The criminal age was reduced to 14 years – in violation of the UN Convention on the Rights of the Child – and VKO was completely considering abolishing the low age.
The terrorist legislation of 2002 has unprecedentedly tightened surveillance of the Danes. In the future, ISPs were required to register and store all users’ net traffic for a 2-year period. This means that all emails and browsing are recorded. This would be equivalent to the post offices being required to open all letters, copy them and put them in safe for a 2 year period.
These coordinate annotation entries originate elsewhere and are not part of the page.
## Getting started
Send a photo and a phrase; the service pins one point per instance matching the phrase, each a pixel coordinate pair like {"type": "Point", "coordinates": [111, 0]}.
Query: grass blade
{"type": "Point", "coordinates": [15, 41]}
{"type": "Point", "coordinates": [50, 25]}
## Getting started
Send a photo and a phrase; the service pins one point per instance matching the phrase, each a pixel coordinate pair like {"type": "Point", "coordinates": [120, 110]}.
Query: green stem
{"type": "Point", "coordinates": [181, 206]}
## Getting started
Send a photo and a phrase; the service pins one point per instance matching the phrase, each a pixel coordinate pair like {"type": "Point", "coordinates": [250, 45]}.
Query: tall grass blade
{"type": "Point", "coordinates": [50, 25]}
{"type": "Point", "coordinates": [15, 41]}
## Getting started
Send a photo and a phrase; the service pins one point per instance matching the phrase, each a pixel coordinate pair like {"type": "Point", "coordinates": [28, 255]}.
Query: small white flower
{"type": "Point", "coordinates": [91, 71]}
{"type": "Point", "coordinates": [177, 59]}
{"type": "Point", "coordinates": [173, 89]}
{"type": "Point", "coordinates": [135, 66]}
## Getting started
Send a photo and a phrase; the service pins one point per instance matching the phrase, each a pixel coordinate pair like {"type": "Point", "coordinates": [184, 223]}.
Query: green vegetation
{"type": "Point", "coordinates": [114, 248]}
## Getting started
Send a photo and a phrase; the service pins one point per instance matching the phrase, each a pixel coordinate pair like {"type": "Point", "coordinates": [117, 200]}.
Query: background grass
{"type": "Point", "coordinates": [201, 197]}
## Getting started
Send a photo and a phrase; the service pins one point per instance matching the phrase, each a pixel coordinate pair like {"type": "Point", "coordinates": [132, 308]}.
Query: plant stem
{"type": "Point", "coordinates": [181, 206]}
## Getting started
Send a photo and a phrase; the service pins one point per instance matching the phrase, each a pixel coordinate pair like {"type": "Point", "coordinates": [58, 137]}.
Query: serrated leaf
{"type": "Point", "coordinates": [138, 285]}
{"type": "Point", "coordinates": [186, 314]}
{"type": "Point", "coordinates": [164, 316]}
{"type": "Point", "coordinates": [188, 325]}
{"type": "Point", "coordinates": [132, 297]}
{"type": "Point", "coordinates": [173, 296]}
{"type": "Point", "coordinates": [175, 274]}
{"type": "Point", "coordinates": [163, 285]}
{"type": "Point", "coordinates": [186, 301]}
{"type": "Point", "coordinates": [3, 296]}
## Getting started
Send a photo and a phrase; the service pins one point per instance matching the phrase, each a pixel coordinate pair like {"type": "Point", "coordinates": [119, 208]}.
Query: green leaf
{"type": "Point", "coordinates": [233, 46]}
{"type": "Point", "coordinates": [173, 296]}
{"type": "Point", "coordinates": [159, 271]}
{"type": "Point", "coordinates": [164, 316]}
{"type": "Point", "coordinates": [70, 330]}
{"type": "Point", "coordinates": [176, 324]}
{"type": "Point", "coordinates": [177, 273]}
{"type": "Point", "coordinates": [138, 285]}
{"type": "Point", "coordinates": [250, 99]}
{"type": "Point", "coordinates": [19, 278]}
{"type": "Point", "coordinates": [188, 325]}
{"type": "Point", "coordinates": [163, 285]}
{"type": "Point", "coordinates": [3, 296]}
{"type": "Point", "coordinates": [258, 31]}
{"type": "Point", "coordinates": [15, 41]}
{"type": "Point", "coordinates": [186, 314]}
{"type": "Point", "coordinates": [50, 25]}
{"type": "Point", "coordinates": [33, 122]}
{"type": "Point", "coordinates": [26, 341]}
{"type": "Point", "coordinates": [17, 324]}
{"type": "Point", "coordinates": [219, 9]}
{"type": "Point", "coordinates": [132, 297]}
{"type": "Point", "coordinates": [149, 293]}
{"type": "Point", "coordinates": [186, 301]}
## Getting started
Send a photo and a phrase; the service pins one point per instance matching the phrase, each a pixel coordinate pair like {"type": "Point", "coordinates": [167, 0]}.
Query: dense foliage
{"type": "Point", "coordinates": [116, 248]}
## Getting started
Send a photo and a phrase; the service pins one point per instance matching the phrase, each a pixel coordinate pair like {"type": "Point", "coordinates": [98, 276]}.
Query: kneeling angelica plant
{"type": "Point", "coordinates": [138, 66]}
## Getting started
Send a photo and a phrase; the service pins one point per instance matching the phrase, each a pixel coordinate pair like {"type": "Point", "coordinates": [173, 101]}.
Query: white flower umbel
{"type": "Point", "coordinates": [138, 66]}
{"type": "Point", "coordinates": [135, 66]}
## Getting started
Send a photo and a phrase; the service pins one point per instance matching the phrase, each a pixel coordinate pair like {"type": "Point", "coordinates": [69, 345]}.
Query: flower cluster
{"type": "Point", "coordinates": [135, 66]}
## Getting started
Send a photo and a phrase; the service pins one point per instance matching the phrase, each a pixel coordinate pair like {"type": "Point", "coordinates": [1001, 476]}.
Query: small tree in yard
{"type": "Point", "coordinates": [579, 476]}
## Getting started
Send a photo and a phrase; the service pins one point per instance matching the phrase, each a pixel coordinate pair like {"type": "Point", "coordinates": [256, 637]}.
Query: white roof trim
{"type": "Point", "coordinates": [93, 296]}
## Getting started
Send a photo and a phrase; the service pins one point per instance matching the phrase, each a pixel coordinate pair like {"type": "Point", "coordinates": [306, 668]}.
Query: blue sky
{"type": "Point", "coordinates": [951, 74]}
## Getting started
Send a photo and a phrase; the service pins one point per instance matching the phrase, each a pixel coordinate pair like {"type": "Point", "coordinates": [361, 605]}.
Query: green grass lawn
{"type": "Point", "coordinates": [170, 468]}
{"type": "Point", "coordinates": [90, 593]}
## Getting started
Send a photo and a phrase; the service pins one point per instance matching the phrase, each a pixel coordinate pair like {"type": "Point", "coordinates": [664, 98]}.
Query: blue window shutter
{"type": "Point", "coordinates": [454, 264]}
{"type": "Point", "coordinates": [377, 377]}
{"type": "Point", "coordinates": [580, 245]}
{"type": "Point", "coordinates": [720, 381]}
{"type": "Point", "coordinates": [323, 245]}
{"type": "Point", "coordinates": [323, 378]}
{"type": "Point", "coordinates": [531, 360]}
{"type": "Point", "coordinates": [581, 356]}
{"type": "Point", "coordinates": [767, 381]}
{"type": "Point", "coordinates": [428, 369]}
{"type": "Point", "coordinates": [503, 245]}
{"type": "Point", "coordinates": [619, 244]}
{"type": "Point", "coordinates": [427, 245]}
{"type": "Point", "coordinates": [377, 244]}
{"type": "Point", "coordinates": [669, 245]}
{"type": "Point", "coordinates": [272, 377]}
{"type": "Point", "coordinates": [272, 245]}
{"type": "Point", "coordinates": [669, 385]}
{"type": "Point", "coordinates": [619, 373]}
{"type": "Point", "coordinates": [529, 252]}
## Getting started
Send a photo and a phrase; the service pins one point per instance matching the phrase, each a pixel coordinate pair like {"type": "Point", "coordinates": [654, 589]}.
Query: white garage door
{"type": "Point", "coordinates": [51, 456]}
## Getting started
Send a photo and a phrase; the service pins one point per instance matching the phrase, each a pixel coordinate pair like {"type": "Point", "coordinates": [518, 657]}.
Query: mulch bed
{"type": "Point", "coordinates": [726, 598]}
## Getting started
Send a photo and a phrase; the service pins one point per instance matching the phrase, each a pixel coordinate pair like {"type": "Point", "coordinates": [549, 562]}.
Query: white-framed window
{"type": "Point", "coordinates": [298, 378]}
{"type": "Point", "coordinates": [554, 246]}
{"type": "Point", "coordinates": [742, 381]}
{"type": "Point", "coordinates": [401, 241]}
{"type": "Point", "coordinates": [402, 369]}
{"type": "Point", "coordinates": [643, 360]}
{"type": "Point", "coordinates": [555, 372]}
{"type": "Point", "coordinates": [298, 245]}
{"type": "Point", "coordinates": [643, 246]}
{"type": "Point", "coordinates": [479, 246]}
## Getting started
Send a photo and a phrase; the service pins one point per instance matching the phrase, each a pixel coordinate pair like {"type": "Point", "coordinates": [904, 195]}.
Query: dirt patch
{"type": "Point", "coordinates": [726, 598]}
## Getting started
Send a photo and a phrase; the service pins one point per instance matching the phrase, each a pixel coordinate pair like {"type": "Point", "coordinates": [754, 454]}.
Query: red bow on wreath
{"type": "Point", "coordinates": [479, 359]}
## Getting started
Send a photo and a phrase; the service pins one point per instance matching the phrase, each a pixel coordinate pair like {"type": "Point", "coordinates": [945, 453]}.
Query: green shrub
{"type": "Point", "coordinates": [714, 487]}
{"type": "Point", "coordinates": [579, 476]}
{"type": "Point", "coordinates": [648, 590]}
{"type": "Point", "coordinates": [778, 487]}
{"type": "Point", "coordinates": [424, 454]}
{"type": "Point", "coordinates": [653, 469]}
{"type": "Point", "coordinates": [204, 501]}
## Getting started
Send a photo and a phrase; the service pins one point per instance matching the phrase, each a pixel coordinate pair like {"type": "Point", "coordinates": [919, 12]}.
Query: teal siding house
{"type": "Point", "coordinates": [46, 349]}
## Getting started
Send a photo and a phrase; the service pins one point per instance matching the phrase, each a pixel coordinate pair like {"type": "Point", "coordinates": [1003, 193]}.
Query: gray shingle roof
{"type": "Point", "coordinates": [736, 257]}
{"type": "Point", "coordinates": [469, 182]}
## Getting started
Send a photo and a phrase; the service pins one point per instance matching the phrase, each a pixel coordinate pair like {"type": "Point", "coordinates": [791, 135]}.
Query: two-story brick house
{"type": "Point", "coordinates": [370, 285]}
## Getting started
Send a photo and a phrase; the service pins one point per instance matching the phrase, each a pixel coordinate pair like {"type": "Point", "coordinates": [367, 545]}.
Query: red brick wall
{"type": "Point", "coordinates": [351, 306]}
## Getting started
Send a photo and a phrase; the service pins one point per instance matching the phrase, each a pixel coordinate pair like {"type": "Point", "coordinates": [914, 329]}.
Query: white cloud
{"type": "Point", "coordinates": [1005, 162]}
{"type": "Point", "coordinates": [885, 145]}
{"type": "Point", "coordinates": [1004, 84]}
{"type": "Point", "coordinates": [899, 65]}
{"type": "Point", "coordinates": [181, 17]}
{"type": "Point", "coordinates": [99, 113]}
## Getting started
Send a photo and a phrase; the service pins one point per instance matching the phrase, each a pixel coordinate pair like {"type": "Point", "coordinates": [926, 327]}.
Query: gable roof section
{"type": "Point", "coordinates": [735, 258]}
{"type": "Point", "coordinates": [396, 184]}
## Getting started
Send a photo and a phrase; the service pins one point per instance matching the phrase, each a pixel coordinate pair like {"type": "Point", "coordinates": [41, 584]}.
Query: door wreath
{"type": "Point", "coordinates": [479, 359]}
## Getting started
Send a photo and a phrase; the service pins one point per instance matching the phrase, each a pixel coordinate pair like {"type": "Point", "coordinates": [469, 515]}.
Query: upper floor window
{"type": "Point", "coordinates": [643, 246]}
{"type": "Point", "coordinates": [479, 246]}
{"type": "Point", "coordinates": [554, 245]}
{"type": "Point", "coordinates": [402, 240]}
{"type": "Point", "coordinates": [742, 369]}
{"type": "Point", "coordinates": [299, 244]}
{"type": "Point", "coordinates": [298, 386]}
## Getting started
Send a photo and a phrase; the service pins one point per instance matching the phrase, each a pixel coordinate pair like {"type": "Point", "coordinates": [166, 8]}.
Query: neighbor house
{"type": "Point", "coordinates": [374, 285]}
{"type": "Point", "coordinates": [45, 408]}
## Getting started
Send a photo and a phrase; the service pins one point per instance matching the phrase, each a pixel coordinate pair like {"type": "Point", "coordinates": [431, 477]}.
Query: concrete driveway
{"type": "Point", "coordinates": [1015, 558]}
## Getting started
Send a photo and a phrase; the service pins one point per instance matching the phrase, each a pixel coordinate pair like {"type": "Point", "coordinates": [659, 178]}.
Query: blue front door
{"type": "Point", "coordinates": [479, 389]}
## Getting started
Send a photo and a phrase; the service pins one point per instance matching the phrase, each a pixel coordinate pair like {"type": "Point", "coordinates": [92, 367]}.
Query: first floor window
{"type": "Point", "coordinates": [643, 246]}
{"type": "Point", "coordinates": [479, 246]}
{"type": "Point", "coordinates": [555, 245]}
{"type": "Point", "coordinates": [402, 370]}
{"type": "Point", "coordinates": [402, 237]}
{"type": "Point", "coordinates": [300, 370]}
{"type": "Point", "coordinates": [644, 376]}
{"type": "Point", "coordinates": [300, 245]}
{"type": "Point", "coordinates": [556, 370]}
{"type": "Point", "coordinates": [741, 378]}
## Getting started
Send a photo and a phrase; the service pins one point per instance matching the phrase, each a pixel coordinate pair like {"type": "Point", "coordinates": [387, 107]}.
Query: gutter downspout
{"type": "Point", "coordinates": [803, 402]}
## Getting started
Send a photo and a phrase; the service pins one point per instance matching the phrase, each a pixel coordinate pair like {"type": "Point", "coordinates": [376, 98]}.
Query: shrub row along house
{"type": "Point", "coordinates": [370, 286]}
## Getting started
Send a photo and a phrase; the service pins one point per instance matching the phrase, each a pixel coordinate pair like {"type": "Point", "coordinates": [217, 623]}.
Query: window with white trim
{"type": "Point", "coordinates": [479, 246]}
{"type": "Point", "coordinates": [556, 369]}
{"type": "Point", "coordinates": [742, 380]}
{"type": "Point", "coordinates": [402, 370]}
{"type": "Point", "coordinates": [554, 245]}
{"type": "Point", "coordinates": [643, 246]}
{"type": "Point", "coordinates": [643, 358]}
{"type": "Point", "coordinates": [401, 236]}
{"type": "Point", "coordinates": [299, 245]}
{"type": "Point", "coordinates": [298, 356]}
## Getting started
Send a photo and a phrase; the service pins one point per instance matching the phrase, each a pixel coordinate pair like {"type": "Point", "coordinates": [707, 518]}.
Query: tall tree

Terrorism legislation has also criminalized support for the work of democracy and human rights abroad through a ban on support for liberation movements. With this legislation, it would have been prohibited to support the ANC in South Africa, the FNL in South Vietnam during the Vietnam War or the fight against fascism in Spain under the Franco dictatorship. The Justice Department started with Greenpeace convicted under the Terrorism Act for a demonstration against the Agriculture Council. Next came a series of political trials that ensured a continued flow of political prisoners to the Danish prisons – convicted of «terror».
The impression of the banana republic was further reinforced by the close command relationship established between the US government and the Danish. This was the reason for the Danish government’s positive attitude towards the use of the Thule radar for the US offensive Star Wars project. And that was the backdrop for the VKO government’s acceptance of participating in the US attack war on Iraq in March 2003 – without the backing of the UN or the UN Security Council, and across international law. In 1990, Fogh Rasmussen wrote the book “From Social State to Minimal State” as its ideological basis. After taking over the post of prime minister for over 10 years, he was developing the neoliberal concept from “minimal state to rogue state”.